I started to think about this after I spoke to one person here in Chile who talked to me in very clear English, and he said he had never left Chile. He did have an accent, but it didn't present any problem whatsoever.

So what do you say? Have you met any Arabic-English interpreters and translators who have never been to an Arabic-speaking country?icon_smile.gif This is just one example.

I know these people must exist and I admire them. Not everyone can get up and move to Riyadh when they feel like it.

Thanks for your time.

[Edited at 2009-05-24 21:45 GMT]


 

Javier Wasserzug  Identity Verified
United States
Local time: 10:27
English to Spanish
+ ...
INTERESTING May 25, 2009

A very interesting topic, indeed.

Kudoz is full of questions from translators who live in non-English speaking countries. The questions are tagged as “medical” o any other category but is an everyday expression or idiom. They ask, “because it doesn’t make sense” when, for anyone who speaks English everyday, it does perfectly well.
Since these translators ask about such simple expression in English, it makes me think, how much English do they understand?

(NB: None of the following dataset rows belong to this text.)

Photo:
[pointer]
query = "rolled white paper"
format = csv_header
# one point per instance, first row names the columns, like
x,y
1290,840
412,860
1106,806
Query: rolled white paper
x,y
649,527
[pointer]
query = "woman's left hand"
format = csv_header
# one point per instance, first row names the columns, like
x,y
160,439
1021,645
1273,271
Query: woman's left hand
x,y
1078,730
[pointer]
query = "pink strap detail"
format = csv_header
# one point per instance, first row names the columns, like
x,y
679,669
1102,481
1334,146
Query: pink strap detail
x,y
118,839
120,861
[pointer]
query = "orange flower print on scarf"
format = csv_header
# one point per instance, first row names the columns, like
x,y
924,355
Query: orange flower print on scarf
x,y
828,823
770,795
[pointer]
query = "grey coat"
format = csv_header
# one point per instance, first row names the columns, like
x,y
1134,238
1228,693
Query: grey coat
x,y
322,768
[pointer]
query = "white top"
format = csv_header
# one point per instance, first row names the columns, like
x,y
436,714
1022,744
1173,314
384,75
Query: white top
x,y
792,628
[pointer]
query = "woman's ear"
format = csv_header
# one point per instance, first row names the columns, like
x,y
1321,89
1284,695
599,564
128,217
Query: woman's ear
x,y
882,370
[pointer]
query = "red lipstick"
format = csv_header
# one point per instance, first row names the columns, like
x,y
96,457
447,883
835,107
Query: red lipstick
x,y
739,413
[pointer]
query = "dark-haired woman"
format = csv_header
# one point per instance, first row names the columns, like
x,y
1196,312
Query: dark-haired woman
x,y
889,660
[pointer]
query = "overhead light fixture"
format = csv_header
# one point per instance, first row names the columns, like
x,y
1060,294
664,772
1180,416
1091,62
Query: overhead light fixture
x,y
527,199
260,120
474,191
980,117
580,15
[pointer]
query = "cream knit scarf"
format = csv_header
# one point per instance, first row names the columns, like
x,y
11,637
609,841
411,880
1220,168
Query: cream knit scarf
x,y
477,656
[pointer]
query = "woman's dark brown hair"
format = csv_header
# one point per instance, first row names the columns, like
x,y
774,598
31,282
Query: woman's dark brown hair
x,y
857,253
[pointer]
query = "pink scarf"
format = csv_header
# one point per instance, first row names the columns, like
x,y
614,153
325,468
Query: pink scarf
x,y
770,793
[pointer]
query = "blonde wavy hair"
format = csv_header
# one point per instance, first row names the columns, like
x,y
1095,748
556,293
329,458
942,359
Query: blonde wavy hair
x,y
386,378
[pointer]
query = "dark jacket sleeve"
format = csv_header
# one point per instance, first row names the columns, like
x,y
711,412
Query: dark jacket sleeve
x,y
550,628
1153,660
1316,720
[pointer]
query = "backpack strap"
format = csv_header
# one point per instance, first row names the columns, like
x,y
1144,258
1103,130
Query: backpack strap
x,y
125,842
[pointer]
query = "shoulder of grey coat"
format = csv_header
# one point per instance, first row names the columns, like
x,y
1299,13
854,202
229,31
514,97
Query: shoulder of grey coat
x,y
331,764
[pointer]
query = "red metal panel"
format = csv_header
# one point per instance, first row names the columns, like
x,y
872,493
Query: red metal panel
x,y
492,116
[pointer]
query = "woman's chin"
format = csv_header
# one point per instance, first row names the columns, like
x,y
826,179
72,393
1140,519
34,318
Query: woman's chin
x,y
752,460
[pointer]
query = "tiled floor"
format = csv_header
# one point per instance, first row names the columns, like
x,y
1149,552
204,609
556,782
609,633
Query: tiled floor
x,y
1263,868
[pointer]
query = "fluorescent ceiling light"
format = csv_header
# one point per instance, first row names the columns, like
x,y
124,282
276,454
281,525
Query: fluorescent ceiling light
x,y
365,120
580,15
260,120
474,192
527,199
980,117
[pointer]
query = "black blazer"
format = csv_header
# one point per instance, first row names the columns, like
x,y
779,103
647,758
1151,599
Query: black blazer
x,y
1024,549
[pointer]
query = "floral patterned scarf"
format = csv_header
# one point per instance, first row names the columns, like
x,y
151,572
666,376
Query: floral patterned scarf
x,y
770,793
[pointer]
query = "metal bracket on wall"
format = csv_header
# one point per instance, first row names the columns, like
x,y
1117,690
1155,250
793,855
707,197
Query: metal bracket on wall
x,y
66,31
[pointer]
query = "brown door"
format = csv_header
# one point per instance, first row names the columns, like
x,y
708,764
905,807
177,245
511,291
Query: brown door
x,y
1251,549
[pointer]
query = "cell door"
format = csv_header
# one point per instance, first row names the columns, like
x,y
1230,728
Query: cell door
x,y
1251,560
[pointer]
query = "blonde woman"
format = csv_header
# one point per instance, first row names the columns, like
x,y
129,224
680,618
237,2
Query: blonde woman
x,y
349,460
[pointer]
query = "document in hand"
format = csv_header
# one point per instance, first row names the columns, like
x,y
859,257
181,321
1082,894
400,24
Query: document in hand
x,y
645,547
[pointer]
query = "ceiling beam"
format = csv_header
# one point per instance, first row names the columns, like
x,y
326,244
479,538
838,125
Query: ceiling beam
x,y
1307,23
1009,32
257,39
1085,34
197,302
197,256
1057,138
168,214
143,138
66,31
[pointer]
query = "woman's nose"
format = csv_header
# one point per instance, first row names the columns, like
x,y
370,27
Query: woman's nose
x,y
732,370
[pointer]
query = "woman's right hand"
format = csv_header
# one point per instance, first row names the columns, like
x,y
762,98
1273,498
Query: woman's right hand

How much of the whole message they really get?

I have met a number of medical interpreters whose Spanish is not their first language. Some of them speak very well. However, they grew up in the US, went to school in English and only did occasional trips to Mexico now and then. In conversations, I can tell they translate all the time from the English form and it is a very natural thing to do. Sometimes, the way they construct a sentence does not quite make sense. Other Spanish interpreters (native Spanish speakers) know exactly where that awkward sentence is coming from in English. But I wonder, do the clients also understand what they mean? I once heard a medical interpreter in a waiting room asking questions from a health intake form, “¿tiene murmuración?” (From “do you have a murmur?”)


[Edited at 2009-05-25 22:51 GMT]


 

FarkasAndras
Local time: 19:27
English to Hungarian
+ ...
very May 26, 2009

You can get very good at a language without ever setting foot in the country. Modern media, including the Internet, makes a wonderful language learning tool.

This way, you will probably end up knowing little about everyday life and the related colloquial expressions, but that's usually not what you need for work, unless you are accompanying your client in the target country as an interpreter who also has to serve as a guide of sorts.

Like the age-old native vs non-native argument, this is also simple at its core. You learn what you are exposed to... I know little about what brand of bathroom cleaner most Brits use or what the phone number of the tax authority is, or what soap opera people watched over there in the 80s because I only ever spent a total of one month in the UK.
OTOH I probably know more about the English terminology of literature, linguistics, business, law, the EU or sport than the average native speaker, or the average person who lived there for three years, because these are my areas of work and interest.


 

conejo  Identity Verified
United States
Local time: 12:27
Member (2003)
Japanese to English
+ ...
Most of the time you need to live overseas Jun 4, 2009

I think most of the time, to master a language, you have to spend a significant amount of time in the country. There may be some exceptions, but in those 'exception' cases, the person needs to have had a large amount of conversation time and exposure to the second language in his/her own country.

It also depends on how closely related the person's native language and second language are. For example, with my language pair, Japanese to English, I absolutely believe that unless someone who studies Japanese goes over there for at least 6 months, he/she will never truly master the language. This is because there are so many things in Japanese that don't exist in English. Words, concepts, you name it. You can study them in a book, but you will never understand how to properly use them, or why they are used, unless you go there and spend time there, immersed in the language.